THE RUNDOWN: Strasburg cruised through the first inning and pitched around a rare error by Ryan Zimmerman in the second, but his outing began to fall apart in the third. The inning began with a leadoff walk to Ben Revere, followed by two doubles and a home run by Maikel Franco. The struggles continued in the fourth, when the Nationals committed three errors and Strasburg allowed two more runs, one of which was unearned. The bright side for the Nationals? A.J. Cole allowed only four hits and two runs over 4 1/3 innings of relief, striking out seven and saving the Nationals’ bullpen.
THE HIGHLIGHT: So there weren’t exactly a lot of Nationals highlights to choose from Saturday afternoon. This is more of an oddity. It came in the sixth inning, with the Nationals already trailing 7-0. With a runner on first and no outs, Cesar Hernandez ripped a would-be double to the gap in right-center field. Harper’s relay throw skipped past both Ian Desmond and Dan Uggla for a would-be error, allowing Hernandez to go to third. These are all would-be events because Hernandez neglected to touch first base. The Nationals realized this, and Ian Desmond tossed the ball to Ryan Zimmerman for the out. For all the scorekeeping aficionados out there, the play was originally ruled an unassisted putout by the first baseman. It was later revised and scored as a 6-3 putout (Desmond’s throw came after a misplay, and therefore was the only one that counted). Hernandez was credited with the RBI. So there you go.

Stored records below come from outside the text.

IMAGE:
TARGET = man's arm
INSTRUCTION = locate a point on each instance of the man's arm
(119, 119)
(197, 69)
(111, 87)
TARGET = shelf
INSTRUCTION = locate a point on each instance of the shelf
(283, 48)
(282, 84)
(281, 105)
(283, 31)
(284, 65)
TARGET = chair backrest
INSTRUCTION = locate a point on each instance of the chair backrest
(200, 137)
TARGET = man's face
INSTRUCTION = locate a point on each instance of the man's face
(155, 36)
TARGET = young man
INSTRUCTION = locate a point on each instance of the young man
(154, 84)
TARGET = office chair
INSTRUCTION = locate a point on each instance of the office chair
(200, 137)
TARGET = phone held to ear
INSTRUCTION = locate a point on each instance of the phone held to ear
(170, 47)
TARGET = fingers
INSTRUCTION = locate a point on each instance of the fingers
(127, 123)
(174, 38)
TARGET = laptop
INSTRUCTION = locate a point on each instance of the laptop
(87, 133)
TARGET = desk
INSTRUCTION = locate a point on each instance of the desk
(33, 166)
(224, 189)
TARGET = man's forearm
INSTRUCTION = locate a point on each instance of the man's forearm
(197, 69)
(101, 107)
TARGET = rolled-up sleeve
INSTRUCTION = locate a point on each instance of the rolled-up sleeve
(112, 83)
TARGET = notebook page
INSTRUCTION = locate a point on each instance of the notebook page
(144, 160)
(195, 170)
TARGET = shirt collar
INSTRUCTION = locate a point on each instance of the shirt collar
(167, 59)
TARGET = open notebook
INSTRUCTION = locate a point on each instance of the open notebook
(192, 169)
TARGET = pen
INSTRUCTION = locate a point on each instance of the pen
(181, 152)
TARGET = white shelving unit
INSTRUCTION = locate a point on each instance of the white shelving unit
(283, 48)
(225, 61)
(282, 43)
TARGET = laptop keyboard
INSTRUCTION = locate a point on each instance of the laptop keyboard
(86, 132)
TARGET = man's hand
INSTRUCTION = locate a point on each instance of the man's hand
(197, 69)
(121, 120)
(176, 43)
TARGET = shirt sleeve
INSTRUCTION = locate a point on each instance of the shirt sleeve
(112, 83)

STAR OF THE GAME: It was difficult to tell if the Nationals lineup was just really struggling Saturday or if Hamels was really dominant. Though it was probably a combination of the two, I give a lot of credit to Hamels. The left-hander absolutely silenced a Washington lineup that had, in recent weeks, been rolling. The Nationals mustered only five hits against Hamels, and three of them were infield singles. A fourth slipped past third baseman Franco and was ruled a double.
THE TAKEAWAY: Alright, so by this point it’s clear that something’s up with Strasburg. The question is what, exactly, is up with him. The usual narrative is that he doesn’t respond well to mistakes and is easily derailed by errors or miscues in the field behind him. At times over the past three seasons, I think that’s been true. But I’m inclined to think that during this particular stretch, something else is amiss. The ankle injury that Strasburg suffered in spring training lingered through the first month of the season, eventually causing him to alter his mechanics and creating stiffness in his back. Are his mechanics still out of whack? Is the ankle still bothering him, even minimally? It’ll be interesting to see what Strasburg — and his manager — offer as an explanation, if anything.